The compositional arrangement of this portrait allows us to connect it to more famous models by Bronzino; at the same time, the rendering of the subject and the ingenuity of several aspects of the artist’s approach suggest that it may be an older work. The toga allows us to identify the man as a magistrate; he holds a letter in his hand, on which we can read several words whose interpretation is problematic
Salvator Rosa (117 x 96.5 x 7 cm)
Rome, Borghese Collection, 1833 (Inventario Fidecommissario Borghese 1833, p. 28). Purchased by Italian state, 1902.
The provenance of this work remains unknown to this day. Its presence in the Borghese collection is first documented in the Fideicommissari of 1833, where it was listed as a work by Bronzino. This attribution was later rejected by Giovanni Morelli, who, in 1890, favoured the Tuscan painter Jacopo Carucci, known as Pontormo. A thesis subsequently supported by Adolfo Venturi (1893).
While, Frederick Mortimer Clapp (1916) acknowledged that the deteriorated condition of the painting and the extensive overpainting had significantly altered the original work, he nonetheless discerned the hand of Pontormo, dating the portrait to between 1538 and 1543.

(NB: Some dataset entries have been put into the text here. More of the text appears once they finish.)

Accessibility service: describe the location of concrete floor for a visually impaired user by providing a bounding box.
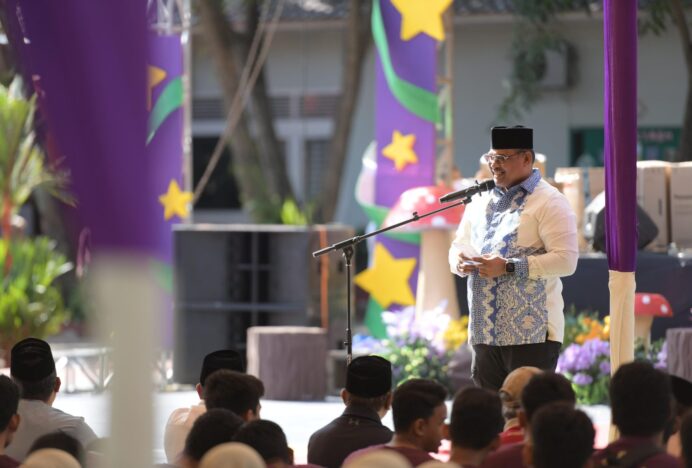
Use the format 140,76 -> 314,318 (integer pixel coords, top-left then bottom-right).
55,391 -> 610,463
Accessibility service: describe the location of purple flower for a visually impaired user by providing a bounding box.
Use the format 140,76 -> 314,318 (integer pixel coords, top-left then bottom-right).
572,372 -> 593,385
598,361 -> 610,375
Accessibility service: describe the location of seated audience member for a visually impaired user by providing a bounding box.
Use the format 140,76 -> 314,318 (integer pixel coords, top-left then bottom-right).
178,408 -> 243,468
449,387 -> 504,467
663,375 -> 692,457
0,375 -> 20,468
344,379 -> 447,466
483,371 -> 576,468
204,370 -> 264,422
29,431 -> 85,465
680,410 -> 692,468
5,338 -> 96,461
593,361 -> 679,468
524,402 -> 596,468
21,449 -> 82,468
163,349 -> 245,463
233,419 -> 293,468
500,366 -> 543,445
344,449 -> 410,468
199,442 -> 267,468
308,356 -> 392,468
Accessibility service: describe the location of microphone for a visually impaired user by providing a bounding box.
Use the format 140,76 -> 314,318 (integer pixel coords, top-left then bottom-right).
440,179 -> 495,203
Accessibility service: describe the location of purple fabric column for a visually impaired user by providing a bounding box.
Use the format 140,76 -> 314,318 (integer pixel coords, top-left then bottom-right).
375,0 -> 437,292
8,0 -> 155,255
603,0 -> 637,272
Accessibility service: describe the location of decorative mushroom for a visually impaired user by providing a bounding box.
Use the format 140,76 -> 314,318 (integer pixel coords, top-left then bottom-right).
634,293 -> 673,348
383,185 -> 464,318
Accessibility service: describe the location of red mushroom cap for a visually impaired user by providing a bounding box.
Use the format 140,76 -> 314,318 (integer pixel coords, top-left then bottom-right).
382,185 -> 464,231
634,293 -> 673,317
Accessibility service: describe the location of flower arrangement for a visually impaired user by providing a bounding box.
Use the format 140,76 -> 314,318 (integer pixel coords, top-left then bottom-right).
557,338 -> 610,405
354,304 -> 468,391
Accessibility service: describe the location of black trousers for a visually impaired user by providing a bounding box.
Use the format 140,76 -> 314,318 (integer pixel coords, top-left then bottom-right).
471,341 -> 562,391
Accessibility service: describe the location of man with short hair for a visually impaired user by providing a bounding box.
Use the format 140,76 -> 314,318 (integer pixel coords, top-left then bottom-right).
449,387 -> 504,468
500,366 -> 543,445
524,402 -> 596,468
204,369 -> 264,422
344,379 -> 447,466
593,361 -> 679,468
6,338 -> 97,461
0,375 -> 20,468
163,349 -> 245,463
233,419 -> 293,468
449,126 -> 579,391
308,356 -> 392,468
483,372 -> 576,468
178,408 -> 243,468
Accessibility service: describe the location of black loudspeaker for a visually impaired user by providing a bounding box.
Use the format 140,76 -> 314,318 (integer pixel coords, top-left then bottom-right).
584,192 -> 658,252
173,224 -> 354,384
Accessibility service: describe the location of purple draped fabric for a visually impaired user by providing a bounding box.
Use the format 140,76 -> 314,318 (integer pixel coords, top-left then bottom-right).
603,0 -> 638,272
6,0 -> 154,255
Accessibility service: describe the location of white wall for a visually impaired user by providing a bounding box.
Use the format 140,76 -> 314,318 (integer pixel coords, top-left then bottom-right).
188,14 -> 687,226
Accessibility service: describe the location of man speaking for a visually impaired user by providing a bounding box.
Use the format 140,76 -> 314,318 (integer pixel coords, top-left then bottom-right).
449,126 -> 578,390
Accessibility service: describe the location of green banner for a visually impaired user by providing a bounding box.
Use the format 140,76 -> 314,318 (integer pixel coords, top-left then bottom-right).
372,0 -> 440,124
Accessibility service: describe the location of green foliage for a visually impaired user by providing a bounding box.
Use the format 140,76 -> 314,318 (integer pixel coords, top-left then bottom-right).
0,79 -> 73,218
281,198 -> 314,226
0,237 -> 72,348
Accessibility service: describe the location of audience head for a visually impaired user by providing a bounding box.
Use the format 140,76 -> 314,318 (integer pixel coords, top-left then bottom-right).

In 1959, Paola Della Pergola identified the painting as the work of an “early sixteenth-century Tuscan master”, drawing in part on the observations of Roberto Longhi who, in 1928, commenting on the quality of the execution, had proposed that the panel was “an imitation of a finer and older portrait, commissioned and executed at a later date, as was customary in Florence in the time of Cristofano dell’Altissimo.” The latter artist was known for having reproduced a large number of portraits from Paolo Giovio’s celebrated collection. To date, Longhi’s hypothesis remains the most compelling proposal concerning the issue of attribution. In this regard, Costamagna (1994) referred more broadly to the “Florentine school.”
Regarding the identity of the sitter, the presence of a toga suggests that he may have been a magistrate. According to Venturi (1893) and Jahn Rusconi (1906), the portrait was not painted from life, but instead based on a death mask or secondary drawings. Clapp (1916, p. 154), by contrast, emphasised a Morellian detail concerning the sitter’s hands, which he noted resembled those in another portrait attributed to Pontormo (Portrait of a Florentine Gentleman, Genoa, Musei di Strada Nuova, inv. PB262), although this work has subsequently been attributed to Jacopino del Conte, Carlo Portelli, and Giorgio Vasari.